Five days to the other side of a SNAPSHOT
The Layer 9 feature — the oversight gate that intercepts consequential agent actions and routes them to human review — shipped on June 10. CI wouldn’t pass. Not because the code was wrong. Because three different SNAPSHOTs had moved while the feature was in flight.
The first failure was fromWire. casehub-work had added tenancyId as a twelfth parameter to WorkItemLifecycleEvent.fromWire(), but the published SNAPSHOT on GitHub Packages still had eleven. The test had been written against the local install; CI resolved from the registry. These are not the same thing. casehub-work’s CI was also failing at the time, so no new SNAPSHOT was publishing. We ended up waiting several days for the peer CI to stabilise before the fix even mattered.

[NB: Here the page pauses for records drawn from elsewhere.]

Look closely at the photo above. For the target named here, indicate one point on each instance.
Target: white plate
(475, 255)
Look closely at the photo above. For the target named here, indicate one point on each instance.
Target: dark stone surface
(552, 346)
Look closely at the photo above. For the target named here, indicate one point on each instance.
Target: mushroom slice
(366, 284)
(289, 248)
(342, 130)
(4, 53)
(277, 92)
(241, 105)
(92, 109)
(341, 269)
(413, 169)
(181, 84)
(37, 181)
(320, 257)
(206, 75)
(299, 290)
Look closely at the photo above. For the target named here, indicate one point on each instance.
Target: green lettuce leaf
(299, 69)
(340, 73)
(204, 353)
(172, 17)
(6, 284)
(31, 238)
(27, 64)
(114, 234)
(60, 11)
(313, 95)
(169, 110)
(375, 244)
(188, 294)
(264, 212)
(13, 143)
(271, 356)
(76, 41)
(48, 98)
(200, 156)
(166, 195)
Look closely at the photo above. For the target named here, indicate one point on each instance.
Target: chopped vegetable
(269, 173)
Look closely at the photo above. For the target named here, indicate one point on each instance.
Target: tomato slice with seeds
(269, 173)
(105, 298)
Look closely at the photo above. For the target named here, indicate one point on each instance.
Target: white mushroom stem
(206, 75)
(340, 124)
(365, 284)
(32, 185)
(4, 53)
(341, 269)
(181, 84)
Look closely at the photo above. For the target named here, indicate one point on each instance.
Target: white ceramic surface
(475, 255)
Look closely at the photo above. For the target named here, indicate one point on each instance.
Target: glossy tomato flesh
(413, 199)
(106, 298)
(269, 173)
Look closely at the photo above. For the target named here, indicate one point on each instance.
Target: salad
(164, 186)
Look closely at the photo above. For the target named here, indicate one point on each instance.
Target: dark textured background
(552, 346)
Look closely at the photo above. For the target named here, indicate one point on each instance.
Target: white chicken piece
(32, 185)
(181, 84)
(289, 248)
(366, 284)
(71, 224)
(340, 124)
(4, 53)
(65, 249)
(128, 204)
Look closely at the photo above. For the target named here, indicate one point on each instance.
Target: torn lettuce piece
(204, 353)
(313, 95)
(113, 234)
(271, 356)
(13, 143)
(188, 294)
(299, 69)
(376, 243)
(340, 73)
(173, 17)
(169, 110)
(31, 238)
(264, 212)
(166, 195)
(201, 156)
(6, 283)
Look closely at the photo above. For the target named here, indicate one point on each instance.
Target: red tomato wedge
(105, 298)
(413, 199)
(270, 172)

That cleared, and the next layer appeared. The casehub-ledger SNAPSHOT had added a build-time enforcement rule: every @Entity subclass of LedgerEntry with persistent fields must override domainContentBytes(). The validator runs at Quarkus augmentation time and scans the full combined classpath — not just your module. So CaseLedgerEntry and WorkerDecisionEntry in casehub-engine also needed the override, even though they live in a different repo. That blocked the engine from publishing its SNAPSHOT. We filed the issue; the engine session fixed it.

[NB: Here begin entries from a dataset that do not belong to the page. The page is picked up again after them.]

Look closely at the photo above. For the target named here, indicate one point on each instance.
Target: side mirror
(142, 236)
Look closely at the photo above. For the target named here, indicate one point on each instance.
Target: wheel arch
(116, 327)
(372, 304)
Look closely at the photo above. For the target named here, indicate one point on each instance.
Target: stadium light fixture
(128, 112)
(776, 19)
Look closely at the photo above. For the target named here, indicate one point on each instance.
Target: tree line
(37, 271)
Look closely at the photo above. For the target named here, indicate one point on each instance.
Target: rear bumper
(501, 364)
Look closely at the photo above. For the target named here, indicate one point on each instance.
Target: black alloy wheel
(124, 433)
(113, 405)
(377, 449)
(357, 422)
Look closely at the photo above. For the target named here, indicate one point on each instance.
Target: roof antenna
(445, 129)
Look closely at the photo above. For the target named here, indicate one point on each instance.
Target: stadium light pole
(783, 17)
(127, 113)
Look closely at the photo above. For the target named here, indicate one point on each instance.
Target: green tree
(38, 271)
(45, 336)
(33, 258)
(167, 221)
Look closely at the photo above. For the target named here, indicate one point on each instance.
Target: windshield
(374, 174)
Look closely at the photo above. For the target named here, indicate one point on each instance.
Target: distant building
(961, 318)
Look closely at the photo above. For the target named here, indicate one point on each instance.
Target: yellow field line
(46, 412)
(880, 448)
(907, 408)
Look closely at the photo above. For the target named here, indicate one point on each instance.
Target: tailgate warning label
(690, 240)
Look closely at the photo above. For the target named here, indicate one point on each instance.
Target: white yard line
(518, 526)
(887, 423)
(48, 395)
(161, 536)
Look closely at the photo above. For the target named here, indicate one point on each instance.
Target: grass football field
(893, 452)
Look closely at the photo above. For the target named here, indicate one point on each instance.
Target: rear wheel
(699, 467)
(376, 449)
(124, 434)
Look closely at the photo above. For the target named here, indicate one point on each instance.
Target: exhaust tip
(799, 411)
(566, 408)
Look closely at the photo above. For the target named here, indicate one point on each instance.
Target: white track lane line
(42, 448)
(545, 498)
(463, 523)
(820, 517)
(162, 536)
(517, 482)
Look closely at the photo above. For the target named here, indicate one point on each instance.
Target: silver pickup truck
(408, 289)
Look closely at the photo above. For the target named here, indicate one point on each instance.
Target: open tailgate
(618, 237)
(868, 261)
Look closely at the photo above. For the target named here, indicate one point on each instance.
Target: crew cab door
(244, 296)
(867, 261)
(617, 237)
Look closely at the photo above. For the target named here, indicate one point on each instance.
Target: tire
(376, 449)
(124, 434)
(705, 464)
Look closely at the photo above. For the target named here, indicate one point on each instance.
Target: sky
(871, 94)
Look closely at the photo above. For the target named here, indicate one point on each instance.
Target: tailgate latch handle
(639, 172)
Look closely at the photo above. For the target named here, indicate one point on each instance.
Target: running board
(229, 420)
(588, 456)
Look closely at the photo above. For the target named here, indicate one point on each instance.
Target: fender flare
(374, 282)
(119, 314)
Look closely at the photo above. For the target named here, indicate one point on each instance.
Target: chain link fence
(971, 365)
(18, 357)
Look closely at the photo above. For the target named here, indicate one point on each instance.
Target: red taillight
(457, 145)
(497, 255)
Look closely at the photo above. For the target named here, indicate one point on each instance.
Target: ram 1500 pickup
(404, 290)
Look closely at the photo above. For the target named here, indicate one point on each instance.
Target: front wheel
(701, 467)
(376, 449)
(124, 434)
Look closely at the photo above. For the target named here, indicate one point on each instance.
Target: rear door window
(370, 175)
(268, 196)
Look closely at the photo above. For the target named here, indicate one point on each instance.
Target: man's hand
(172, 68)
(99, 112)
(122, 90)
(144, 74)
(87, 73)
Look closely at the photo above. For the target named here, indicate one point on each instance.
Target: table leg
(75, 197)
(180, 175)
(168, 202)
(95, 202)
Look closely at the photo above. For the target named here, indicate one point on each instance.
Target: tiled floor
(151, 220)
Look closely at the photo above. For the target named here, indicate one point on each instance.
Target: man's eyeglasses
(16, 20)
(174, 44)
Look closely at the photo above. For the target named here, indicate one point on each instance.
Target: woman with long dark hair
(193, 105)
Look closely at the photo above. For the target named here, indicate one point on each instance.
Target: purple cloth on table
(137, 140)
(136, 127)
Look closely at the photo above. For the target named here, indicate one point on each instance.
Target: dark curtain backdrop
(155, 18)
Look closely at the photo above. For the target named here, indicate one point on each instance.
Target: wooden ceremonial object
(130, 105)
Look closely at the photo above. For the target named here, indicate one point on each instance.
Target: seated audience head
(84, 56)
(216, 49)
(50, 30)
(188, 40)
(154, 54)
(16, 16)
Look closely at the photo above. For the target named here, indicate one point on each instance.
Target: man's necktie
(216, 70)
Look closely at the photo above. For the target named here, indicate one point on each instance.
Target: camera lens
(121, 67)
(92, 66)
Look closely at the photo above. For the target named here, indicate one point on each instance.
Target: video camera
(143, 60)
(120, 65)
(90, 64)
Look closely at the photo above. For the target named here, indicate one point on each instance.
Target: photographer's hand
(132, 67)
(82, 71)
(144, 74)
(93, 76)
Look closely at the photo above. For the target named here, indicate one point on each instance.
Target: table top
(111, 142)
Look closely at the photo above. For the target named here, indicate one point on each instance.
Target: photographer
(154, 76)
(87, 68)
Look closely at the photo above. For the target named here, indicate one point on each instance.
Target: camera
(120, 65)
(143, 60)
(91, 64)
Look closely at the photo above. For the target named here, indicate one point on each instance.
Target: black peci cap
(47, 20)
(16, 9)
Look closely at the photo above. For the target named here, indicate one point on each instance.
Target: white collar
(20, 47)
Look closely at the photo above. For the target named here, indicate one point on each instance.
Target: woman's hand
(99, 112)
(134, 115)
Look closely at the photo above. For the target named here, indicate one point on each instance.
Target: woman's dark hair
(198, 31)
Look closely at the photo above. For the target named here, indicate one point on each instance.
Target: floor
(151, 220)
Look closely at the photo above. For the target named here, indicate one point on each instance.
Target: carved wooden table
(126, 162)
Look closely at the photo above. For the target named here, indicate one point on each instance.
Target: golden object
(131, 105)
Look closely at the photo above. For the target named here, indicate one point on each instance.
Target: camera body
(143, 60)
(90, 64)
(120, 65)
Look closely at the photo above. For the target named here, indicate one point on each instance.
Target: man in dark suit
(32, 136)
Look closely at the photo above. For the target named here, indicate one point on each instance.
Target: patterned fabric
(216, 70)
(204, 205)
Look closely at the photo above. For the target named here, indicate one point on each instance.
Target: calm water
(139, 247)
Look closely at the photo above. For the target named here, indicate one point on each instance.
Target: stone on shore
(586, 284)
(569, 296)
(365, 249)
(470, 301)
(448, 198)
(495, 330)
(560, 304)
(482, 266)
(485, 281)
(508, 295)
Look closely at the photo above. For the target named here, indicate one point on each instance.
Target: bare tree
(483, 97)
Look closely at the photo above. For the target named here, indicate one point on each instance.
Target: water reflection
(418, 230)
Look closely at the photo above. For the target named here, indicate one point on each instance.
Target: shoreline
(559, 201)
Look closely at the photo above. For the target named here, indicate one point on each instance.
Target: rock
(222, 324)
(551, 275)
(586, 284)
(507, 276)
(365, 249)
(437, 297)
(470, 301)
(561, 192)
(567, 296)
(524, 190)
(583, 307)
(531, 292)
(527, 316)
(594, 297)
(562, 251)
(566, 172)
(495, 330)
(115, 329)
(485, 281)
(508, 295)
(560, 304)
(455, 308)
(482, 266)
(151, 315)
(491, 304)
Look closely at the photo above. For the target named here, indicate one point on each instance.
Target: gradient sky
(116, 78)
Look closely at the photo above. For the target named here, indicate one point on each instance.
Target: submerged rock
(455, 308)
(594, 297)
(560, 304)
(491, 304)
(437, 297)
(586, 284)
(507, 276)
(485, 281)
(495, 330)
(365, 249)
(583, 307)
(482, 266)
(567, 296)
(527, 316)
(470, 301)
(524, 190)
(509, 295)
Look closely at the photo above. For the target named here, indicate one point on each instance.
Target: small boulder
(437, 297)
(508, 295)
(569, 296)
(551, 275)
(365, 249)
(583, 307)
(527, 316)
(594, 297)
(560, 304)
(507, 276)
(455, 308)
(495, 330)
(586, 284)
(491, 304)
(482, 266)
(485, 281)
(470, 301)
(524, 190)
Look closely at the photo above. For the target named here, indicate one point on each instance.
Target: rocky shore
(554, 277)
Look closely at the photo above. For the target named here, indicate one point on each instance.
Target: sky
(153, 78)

Meanwhile, casehub-work had renamed its Quartz scheduler classes. ExpiryCleanupJob became ExpiryTimerJob, ClaimDeadlineJob became ClaimDeadlineTimerJob. The test application.properties excluded these classes by name to suppress them in @QuarkusTest. The old names were gone; CDI deployment failed silently until we noticed the exclusion list was pointing at non-existent classes.
The TenantScopedPrincipal problem was subtler. casehub-work had added a new @RequestScoped CurrentPrincipal implementation, creating a three-way CDI ambiguity alongside MockCurrentPrincipal and QhorusInboundCurrentPrincipal. I added the exclusion to the test application.properties and the isolated test run turned green. Then mvn verify failed with the same error. The difference: quarkus:build — the goal that runs during verify — validates CDI against the production classpath. It does not load test resources. So the exclusion needs to be in the main application.properties too. AML uses Qhorus for tenant context, so excluding TenantScopedPrincipal is architecturally correct — it just needs to be explicit in both places.

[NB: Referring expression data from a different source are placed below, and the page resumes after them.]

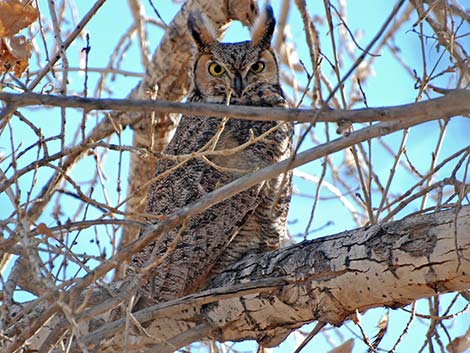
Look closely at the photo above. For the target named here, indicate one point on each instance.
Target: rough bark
(328, 279)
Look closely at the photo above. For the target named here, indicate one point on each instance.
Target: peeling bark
(329, 279)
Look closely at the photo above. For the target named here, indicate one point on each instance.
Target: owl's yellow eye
(257, 67)
(216, 69)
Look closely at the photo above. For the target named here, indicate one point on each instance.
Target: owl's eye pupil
(216, 69)
(257, 67)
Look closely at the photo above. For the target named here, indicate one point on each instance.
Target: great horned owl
(252, 221)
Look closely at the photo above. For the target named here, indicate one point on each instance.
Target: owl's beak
(237, 84)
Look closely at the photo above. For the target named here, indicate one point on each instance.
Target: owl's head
(235, 69)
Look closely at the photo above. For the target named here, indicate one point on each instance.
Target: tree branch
(266, 297)
(456, 102)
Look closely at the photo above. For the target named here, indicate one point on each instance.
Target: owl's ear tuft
(263, 29)
(201, 30)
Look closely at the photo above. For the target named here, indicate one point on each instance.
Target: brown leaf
(14, 54)
(16, 15)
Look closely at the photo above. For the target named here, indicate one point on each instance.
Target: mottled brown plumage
(227, 73)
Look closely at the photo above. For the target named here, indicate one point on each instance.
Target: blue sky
(390, 85)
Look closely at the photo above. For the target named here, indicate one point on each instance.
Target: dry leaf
(14, 54)
(16, 15)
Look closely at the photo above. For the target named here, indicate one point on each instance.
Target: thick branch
(266, 297)
(456, 102)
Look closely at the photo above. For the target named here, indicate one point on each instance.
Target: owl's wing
(200, 242)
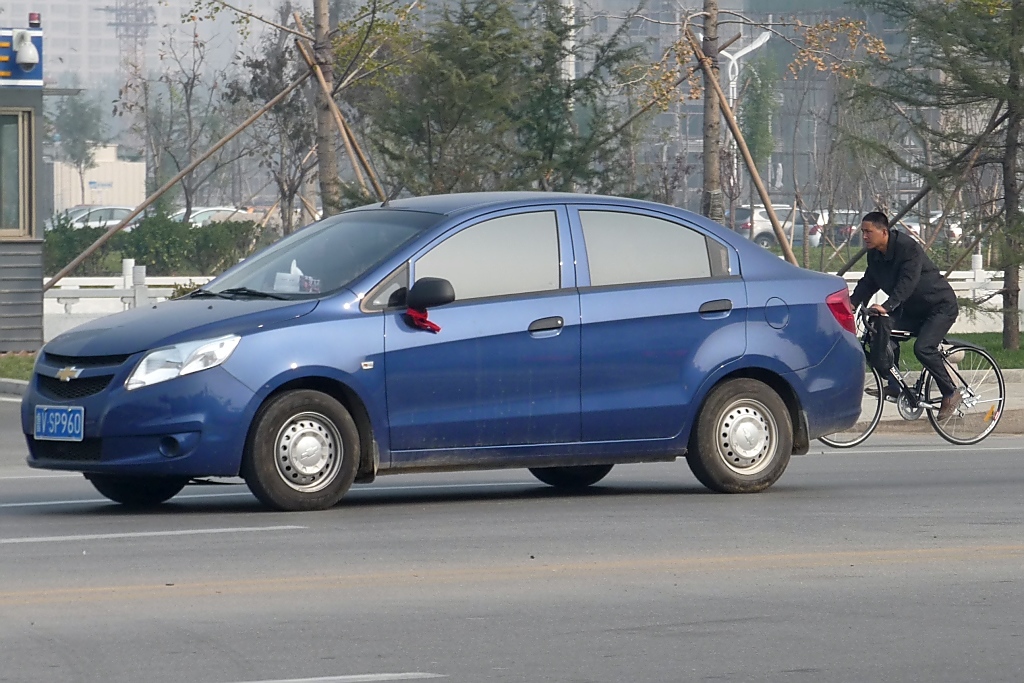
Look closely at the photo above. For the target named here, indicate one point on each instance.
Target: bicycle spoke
(983, 396)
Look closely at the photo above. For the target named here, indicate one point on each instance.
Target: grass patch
(16, 366)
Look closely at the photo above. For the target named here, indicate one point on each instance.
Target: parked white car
(203, 215)
(757, 226)
(93, 216)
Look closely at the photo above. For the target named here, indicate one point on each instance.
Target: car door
(504, 369)
(662, 306)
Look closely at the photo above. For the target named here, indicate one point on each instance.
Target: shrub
(165, 247)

The last piece was engine#491. After the engine published its fixed SNAPSHOT, investigations would start successfully but never complete. The Quartz scheduler would fire, try to register triggers, log “CaseDefinition not found” and return void — leaving the case permanently in RUNNING state. The engine session tracked it to a registry initialisation race and fixed it. Once that landed, investigations ran to completion.
Then we found the reconciler. AmlAttestationReconciler reconstructs missing attestation entries on read. It built AmlTrustRoutingAttestation objects without setting tenancyId — a field the ledger SNAPSHOT now enforces as NOT NULL. The failure had been hidden because the code path is only exercised when an investigation completes and you immediately query compliance evidence. Before engine#491, investigations never completed in tests. After, they did — and the reconciler path hit the constraint.
One more: ledger#130 had exempted SYSTEM and AGENT actors from pseudonymisation. The erasure test was asserting mappingFound=true for aml-orchestrator, which is ActorType.SYSTEM. With the exemption in place, no token mapping is ever created for system actors. The assertion was wrong. Fixed it to expect mappingFound=false.
Five days of cascading SNAPSHOT regressions, each one revealing the next. The feature itself was fine throughout.